Lobomycosis starts as a small bump at the site of skin trauma. It can be superficial or deeper depending on the injury. From there, it progresses slowly over months to years into a firm plaque or nodule covered with smooth, shiny skin. The texture is fibrous and resembles a scar or keloid, which is why the keloid subtype is the most commonly recognized form of the disease.

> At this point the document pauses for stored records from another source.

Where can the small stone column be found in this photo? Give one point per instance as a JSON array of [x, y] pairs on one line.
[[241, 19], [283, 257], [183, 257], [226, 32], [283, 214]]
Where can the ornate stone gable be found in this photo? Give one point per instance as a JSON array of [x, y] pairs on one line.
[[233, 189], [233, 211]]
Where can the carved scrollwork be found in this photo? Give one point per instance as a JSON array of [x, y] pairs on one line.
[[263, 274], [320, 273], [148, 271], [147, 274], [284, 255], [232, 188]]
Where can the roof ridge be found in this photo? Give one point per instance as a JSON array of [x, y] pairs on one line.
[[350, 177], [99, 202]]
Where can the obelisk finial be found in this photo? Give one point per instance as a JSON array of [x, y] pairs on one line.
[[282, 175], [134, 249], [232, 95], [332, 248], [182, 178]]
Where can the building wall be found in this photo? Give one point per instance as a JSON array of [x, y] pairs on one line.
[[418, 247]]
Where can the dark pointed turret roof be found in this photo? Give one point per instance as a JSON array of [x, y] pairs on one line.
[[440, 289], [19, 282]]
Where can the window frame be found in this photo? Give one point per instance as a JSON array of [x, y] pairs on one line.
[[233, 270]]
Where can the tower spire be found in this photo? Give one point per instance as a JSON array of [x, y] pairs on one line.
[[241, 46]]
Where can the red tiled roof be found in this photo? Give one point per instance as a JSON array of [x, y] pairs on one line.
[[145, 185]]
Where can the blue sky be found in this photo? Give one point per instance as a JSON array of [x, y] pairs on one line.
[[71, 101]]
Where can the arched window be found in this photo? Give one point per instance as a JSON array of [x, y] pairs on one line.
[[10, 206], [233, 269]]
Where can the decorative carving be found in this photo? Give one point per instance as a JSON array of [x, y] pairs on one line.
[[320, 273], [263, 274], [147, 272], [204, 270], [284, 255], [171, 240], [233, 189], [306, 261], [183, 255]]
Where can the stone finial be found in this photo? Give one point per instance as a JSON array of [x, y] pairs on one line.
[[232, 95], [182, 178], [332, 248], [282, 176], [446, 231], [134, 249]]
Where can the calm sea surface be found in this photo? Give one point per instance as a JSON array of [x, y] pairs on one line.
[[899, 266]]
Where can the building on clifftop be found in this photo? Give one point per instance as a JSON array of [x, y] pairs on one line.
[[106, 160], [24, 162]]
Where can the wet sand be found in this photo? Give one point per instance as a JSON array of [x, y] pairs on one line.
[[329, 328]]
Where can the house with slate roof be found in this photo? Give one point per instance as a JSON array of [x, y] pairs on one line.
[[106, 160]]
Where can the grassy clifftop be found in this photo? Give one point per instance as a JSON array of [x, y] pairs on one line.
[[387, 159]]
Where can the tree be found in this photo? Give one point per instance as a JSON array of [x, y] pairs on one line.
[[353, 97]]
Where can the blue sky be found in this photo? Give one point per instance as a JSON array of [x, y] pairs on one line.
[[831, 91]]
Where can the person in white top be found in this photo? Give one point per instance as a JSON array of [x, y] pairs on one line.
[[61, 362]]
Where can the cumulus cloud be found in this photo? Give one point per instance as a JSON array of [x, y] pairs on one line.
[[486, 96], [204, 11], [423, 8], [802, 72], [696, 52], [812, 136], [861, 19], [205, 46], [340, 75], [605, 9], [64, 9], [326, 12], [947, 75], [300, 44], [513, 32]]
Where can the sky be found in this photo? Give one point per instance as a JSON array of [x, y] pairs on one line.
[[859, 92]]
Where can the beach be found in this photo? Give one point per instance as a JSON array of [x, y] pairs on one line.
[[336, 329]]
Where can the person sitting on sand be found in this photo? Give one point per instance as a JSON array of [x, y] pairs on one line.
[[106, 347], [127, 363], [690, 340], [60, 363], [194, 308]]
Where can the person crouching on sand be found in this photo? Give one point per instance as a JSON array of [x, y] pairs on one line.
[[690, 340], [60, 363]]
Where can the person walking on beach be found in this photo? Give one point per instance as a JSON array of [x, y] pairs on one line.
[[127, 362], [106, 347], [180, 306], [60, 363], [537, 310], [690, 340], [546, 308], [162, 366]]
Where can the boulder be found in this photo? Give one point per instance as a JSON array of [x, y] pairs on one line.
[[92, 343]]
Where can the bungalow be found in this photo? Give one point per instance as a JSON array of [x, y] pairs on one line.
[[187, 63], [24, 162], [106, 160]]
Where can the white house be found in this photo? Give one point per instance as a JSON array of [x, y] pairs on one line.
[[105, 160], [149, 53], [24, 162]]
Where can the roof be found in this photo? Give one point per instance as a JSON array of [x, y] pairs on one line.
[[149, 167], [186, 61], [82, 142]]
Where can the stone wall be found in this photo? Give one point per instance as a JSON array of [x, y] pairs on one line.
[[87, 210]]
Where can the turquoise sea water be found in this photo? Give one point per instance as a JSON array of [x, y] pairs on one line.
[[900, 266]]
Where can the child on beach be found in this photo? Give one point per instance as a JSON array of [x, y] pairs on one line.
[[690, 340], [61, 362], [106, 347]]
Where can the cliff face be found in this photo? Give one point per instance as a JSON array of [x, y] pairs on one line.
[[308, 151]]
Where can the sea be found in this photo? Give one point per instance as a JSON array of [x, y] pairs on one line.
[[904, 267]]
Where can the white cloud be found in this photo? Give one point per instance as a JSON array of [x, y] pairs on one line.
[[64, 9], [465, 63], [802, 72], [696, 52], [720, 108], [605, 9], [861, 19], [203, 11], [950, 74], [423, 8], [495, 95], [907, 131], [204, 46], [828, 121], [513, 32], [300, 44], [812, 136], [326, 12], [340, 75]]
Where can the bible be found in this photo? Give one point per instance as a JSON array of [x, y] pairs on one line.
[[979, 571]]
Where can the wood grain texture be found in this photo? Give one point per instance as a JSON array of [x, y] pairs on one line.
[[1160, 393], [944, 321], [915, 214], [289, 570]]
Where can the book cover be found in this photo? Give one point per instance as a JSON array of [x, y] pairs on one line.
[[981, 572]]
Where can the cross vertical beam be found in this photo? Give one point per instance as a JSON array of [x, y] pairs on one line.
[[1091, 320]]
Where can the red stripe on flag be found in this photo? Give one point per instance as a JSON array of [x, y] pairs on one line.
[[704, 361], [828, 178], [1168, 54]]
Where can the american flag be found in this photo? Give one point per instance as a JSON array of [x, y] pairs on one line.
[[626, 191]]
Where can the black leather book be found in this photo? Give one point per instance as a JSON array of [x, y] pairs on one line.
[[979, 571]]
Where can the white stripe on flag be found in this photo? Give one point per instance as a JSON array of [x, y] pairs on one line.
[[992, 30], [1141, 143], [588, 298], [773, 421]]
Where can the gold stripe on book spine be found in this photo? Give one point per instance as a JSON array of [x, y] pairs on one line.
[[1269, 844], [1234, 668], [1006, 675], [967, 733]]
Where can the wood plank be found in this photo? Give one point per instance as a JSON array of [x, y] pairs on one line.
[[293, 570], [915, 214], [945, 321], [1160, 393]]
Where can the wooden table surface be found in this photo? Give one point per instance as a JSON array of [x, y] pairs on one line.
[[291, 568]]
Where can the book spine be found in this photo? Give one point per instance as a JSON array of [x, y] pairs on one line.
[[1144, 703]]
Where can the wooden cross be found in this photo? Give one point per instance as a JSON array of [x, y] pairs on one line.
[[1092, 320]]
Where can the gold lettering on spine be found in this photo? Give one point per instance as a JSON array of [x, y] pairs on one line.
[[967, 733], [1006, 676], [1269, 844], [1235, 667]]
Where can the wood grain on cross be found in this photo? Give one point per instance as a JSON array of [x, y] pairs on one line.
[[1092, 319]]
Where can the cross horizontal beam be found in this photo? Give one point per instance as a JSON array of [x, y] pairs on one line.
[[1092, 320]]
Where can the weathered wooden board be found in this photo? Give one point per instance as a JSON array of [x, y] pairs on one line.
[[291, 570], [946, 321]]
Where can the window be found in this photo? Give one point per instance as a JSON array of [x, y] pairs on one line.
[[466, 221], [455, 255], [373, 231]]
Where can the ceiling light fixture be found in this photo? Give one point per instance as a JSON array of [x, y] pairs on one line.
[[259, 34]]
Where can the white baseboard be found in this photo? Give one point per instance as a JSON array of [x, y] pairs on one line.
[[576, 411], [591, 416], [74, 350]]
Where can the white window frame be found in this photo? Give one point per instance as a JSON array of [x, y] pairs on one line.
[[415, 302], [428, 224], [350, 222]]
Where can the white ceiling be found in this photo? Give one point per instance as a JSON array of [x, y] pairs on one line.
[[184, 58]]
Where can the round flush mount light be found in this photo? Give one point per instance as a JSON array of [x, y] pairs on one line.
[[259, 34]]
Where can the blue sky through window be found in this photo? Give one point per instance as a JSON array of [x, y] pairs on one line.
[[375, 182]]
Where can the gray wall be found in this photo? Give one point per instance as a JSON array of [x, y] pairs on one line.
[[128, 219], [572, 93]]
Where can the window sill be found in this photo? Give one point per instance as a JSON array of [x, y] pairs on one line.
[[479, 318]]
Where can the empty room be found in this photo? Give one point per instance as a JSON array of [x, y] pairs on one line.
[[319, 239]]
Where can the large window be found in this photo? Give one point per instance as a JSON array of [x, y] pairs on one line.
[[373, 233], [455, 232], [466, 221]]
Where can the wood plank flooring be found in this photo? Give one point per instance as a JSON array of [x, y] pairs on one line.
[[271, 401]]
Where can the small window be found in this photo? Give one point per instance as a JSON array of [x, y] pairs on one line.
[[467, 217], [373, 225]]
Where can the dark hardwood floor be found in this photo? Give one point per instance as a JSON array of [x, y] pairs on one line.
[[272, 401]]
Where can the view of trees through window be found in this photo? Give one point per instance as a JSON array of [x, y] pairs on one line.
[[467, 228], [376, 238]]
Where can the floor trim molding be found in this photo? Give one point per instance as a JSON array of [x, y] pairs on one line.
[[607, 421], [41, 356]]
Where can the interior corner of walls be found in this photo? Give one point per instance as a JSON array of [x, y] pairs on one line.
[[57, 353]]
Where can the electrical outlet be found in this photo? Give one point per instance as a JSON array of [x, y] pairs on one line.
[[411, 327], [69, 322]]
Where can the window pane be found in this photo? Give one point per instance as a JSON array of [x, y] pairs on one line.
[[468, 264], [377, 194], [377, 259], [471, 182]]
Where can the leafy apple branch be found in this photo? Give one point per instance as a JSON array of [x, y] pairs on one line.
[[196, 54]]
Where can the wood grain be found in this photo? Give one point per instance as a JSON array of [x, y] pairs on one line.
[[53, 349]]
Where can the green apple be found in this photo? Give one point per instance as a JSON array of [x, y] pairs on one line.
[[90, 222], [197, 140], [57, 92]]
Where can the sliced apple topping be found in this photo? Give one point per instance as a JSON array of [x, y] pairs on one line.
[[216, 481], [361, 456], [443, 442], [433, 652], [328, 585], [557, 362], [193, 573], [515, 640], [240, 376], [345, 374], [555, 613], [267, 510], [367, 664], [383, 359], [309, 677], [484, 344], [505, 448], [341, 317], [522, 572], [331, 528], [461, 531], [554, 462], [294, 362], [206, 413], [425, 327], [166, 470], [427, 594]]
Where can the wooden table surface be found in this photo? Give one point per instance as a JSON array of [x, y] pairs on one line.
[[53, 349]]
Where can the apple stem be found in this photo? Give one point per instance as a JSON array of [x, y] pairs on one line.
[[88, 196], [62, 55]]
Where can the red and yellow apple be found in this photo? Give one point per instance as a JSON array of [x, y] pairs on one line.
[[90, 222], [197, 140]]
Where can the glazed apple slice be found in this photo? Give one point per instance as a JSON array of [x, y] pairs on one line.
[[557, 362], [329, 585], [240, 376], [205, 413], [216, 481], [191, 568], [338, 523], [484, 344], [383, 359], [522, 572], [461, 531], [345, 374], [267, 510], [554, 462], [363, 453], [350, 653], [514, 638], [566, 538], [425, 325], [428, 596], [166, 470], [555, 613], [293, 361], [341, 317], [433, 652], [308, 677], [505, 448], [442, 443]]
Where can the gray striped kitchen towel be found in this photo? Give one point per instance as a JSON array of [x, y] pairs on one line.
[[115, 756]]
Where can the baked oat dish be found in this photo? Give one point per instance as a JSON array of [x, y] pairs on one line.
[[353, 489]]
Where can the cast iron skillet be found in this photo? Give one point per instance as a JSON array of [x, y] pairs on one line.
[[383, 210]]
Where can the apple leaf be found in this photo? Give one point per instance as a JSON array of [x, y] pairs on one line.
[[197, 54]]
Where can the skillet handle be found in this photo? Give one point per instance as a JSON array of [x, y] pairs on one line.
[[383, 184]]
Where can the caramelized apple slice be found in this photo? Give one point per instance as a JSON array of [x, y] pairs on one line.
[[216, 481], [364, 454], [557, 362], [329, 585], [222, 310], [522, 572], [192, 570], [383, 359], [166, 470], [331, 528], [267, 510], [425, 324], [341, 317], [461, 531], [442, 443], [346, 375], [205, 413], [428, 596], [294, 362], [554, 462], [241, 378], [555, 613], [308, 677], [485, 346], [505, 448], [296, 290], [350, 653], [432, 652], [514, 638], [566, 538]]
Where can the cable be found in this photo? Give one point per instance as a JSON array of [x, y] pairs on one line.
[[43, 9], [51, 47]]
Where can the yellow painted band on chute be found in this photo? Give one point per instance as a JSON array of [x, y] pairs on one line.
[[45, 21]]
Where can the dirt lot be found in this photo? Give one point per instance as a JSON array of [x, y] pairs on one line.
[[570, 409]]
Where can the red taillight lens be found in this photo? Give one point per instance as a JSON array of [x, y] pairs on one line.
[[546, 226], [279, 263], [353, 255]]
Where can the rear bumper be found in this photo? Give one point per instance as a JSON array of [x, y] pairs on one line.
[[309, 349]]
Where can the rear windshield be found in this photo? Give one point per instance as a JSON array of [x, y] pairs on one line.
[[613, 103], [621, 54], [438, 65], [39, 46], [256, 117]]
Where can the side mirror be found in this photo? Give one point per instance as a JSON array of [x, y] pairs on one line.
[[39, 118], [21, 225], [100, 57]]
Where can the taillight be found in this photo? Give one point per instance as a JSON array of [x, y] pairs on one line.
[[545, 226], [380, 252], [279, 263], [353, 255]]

The color of lesions varies. They can match the person’s natural skin tone or range from reddish-brown to a deep wine color, sometimes with visible tiny blood vessels on the surface. Color changes around the lesion are common, including lighter or darker patches. Five distinct subtypes have been described: infiltrated, keloidal, gummatous, ulcerative, and verrucoid (wart-like). Nodules are firm to the touch and can merge together over time. Most lesions are painless, though some cause abnormal skin sensations.

The ears are the single most common site, accounting for about 38% of cases. The upper limbs follow at 28%, then the lower limbs at 22%. Because lesions grow so slowly and don’t typically cause pain, people sometimes live with lobomycosis for years or even decades before seeking treatment.

How It’s Diagnosed

Diagnosing lobomycosis can be tricky because the lesions mimic several other tropical diseases, including leishmaniasis, leprosy, sporotrichosis, and other fungal infections. Wart-like lesions on the legs can resemble chromoblastomycosis, while ulcerated forms look similar to leishmaniasis. The definitive diagnosis comes from examining a skin biopsy under a microscope. The characteristic finding is chains of uniformly sized, round fungal cells connected by thin tube-like bridges. No other fungal infection produces this exact pattern, making it a reliable diagnostic marker once a biopsy is obtained.

Treatment Options and Challenges

Lobomycosis is one of the most difficult tropical infections to treat. No antifungal medication has proven effective against Lacazia loboi. The primary treatment recommended in the medical literature is surgical removal of the lesions, but outcomes are far from perfect. Recurrences are common, often because the fungus extends beyond the visible borders of the lesion. The frequent location of growths on the head and ears also creates functional and cosmetic challenges for surgery, and there is a small risk of accidentally spreading the fungus with surgical instruments.

Some treatment centers use a combination approach. One documented protocol involves wide surgical removal of lesions combined with antifungal medication, an anti-inflammatory drug, and cryotherapy (freezing with liquid nitrogen) applied every three months for two years. Even with this aggressive strategy, the disease can return. The inability to grow the fungus in a lab has been a major barrier to developing better treatments, since researchers cannot easily test new drugs against it.

Lobomycosis remains among the most neglected of tropical diseases. Its rarity, its confinement to remote populations, and the fundamental mystery of an organism that cannot be cultured have all contributed to slow progress in finding a cure.